Deutliche Worte des Bundesgerichtes

Schwere Rüge für Strafverfolger

Das Strafverfahren gegen zwei Polizisten, die

den Pressefotografen Klaus Rozsa verhafteten,

ist laut Bundesgericht zu Unrecht eingestellt worden.

 

Von Thomas Hasler

 

Zürich/Lausanne – Am 4. Juli 2008 hatte

Klaus Rozsa die polizeiliche Räumung des besetzten Hardturmstadions dokumentieren

wollen. Der Pressefotograf wurde von der Polizei aber aufgefordert, den Ort des Geschehens zu verlassen.

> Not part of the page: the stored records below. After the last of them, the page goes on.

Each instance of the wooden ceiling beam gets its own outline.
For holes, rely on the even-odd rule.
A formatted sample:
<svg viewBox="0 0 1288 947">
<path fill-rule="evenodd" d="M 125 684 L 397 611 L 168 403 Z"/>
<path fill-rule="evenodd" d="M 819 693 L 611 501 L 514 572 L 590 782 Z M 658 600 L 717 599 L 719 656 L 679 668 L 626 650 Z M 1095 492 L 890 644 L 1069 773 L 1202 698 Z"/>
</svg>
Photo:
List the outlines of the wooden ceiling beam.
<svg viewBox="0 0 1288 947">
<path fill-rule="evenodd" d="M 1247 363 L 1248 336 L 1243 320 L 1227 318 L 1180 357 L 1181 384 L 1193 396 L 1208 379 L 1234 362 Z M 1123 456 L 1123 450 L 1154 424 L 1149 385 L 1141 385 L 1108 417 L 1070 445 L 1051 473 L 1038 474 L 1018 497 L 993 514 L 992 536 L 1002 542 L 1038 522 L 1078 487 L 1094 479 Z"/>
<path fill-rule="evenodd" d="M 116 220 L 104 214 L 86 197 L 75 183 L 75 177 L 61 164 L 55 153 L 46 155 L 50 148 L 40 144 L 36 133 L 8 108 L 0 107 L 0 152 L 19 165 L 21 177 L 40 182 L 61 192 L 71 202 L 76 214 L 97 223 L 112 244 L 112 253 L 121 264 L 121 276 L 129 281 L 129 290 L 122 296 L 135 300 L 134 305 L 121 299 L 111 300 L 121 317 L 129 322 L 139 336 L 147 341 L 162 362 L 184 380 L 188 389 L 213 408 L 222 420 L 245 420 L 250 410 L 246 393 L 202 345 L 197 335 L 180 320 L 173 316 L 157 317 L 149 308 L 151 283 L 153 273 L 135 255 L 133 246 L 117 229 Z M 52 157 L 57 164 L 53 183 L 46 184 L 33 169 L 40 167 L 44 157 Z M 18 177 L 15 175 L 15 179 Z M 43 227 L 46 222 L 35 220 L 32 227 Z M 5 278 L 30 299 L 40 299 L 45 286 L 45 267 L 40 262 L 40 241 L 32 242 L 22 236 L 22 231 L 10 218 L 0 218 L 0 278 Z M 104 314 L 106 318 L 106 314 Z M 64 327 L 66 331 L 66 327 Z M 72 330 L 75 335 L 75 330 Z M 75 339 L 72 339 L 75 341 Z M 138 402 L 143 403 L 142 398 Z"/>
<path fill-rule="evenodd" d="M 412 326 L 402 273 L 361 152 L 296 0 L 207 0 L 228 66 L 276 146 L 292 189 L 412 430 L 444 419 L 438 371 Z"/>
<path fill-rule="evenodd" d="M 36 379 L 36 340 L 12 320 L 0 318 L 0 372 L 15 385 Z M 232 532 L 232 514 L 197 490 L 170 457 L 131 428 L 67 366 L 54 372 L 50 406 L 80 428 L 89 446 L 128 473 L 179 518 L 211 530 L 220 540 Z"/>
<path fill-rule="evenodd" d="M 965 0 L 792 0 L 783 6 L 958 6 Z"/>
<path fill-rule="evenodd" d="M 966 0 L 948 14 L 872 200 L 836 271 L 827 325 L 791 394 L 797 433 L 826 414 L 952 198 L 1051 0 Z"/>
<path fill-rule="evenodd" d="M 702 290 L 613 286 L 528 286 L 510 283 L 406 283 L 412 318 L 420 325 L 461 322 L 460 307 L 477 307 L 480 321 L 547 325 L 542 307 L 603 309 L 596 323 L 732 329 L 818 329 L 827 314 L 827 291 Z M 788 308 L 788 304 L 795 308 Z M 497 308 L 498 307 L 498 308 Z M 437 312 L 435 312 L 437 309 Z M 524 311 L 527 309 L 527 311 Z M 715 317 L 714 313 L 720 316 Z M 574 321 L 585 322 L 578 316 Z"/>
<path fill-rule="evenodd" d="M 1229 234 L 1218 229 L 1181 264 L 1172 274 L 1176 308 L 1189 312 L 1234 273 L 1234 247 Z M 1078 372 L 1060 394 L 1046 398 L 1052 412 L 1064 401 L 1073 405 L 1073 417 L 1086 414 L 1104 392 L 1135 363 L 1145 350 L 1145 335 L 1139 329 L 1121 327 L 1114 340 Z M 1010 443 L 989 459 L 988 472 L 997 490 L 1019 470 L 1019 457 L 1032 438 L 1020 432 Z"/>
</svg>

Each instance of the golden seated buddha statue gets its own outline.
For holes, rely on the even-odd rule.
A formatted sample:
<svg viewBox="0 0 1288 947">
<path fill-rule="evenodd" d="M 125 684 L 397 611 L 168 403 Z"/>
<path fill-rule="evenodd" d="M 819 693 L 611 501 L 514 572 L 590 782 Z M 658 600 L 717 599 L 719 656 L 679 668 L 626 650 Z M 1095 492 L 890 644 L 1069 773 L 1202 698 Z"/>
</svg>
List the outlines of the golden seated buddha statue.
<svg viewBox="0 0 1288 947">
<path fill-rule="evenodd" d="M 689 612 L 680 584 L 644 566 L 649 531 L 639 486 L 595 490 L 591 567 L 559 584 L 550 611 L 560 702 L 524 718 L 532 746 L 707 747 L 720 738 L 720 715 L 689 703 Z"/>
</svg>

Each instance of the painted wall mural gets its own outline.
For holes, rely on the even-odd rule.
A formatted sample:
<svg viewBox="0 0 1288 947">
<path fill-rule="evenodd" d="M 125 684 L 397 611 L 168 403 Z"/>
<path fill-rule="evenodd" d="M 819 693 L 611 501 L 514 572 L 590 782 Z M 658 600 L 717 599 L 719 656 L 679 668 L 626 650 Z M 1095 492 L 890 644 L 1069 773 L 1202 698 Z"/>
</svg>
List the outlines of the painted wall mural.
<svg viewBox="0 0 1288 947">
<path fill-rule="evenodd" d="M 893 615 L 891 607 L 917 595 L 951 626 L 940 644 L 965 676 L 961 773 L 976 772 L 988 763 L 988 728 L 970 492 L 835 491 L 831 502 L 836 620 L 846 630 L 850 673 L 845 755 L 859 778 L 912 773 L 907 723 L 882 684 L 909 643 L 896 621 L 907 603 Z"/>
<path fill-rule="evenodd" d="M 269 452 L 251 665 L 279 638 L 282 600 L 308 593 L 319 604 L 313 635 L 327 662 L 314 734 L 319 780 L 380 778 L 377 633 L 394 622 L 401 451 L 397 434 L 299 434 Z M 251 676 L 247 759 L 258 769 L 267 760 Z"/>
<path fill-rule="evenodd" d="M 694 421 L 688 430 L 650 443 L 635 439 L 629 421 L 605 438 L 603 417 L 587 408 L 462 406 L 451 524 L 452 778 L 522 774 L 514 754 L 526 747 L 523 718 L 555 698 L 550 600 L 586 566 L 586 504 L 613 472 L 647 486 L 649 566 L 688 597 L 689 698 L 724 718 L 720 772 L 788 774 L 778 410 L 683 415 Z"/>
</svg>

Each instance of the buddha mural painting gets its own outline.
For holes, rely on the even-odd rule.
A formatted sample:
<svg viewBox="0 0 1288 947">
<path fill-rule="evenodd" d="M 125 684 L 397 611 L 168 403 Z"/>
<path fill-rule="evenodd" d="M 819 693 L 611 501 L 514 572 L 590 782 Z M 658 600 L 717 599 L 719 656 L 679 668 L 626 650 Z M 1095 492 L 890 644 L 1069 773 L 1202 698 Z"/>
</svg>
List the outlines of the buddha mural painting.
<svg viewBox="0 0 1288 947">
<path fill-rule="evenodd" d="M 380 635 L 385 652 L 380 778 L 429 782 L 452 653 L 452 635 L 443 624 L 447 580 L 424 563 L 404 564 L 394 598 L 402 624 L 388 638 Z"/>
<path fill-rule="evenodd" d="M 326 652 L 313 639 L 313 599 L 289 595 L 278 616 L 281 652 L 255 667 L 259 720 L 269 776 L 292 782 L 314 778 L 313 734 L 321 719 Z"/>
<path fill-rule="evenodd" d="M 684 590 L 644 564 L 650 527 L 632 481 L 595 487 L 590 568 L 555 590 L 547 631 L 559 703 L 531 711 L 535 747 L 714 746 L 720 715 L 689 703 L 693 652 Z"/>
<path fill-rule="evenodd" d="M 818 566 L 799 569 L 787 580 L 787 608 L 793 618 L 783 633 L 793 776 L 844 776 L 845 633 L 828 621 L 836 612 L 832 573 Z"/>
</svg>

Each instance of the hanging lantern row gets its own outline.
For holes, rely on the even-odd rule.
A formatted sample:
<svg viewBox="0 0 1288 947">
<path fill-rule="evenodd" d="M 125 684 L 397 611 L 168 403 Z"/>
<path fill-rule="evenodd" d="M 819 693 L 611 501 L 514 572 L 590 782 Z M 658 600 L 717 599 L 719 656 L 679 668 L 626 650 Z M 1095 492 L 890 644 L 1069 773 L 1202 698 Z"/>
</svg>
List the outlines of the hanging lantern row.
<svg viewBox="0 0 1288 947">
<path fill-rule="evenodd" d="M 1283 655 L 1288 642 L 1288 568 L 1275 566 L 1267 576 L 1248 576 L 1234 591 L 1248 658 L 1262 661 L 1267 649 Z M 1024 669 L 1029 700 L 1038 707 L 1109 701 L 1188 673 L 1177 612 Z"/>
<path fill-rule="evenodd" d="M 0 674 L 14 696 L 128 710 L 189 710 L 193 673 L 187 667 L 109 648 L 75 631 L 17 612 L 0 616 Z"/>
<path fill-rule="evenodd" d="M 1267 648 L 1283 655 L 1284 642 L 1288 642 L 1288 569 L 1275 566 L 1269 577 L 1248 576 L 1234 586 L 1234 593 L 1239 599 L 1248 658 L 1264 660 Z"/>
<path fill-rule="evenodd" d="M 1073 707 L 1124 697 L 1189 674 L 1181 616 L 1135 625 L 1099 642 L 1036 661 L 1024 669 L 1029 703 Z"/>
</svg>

Als er sich unter Hinweis auf seinen Pressestatus weigerte, wurde er verhaftet und

auf dem Polizeiposten 90 Minuten lang festgehalten. Bei der Aktion zog er sich

diverse Verletzungen zu. Rozsa reichte eine Strafanzeige wegen Freiheitsberaubung,

Nötigung, Amtsmissbrauch und Körperverletzung ein. Doch die Staatsanwaltschaft

stellte das Strafverfahren ein. Rozsa sei zu Recht wegen Hinderung

einer Amtshandlung verhaftet worden.

Weil er sich gegen die «Anhaltung gesperrt» habe, habe er «die erlittenen Verletzungen

selbst zu verantworten».

Die vom Obergericht bestätigte Einstellung des Strafverfahrens hat das Bundesgericht

jetzt aufgehoben. Es wies die Staatsanwaltschaft an, gegen die beiden

Polizisten einen Strafbefehl zu erlassen oder Anklage zu erheben. Im Urteil warf

das Bundesgericht eine zentrale Frage auf: War Rozsa überhaupt verpflichtet,

den Befehl zu befolgen, das Fotografieren zu unterlassen und sich vom Ort des

Geschehens zu entfernen? Dieser Entscheid liege nicht im Belieben der Polizei.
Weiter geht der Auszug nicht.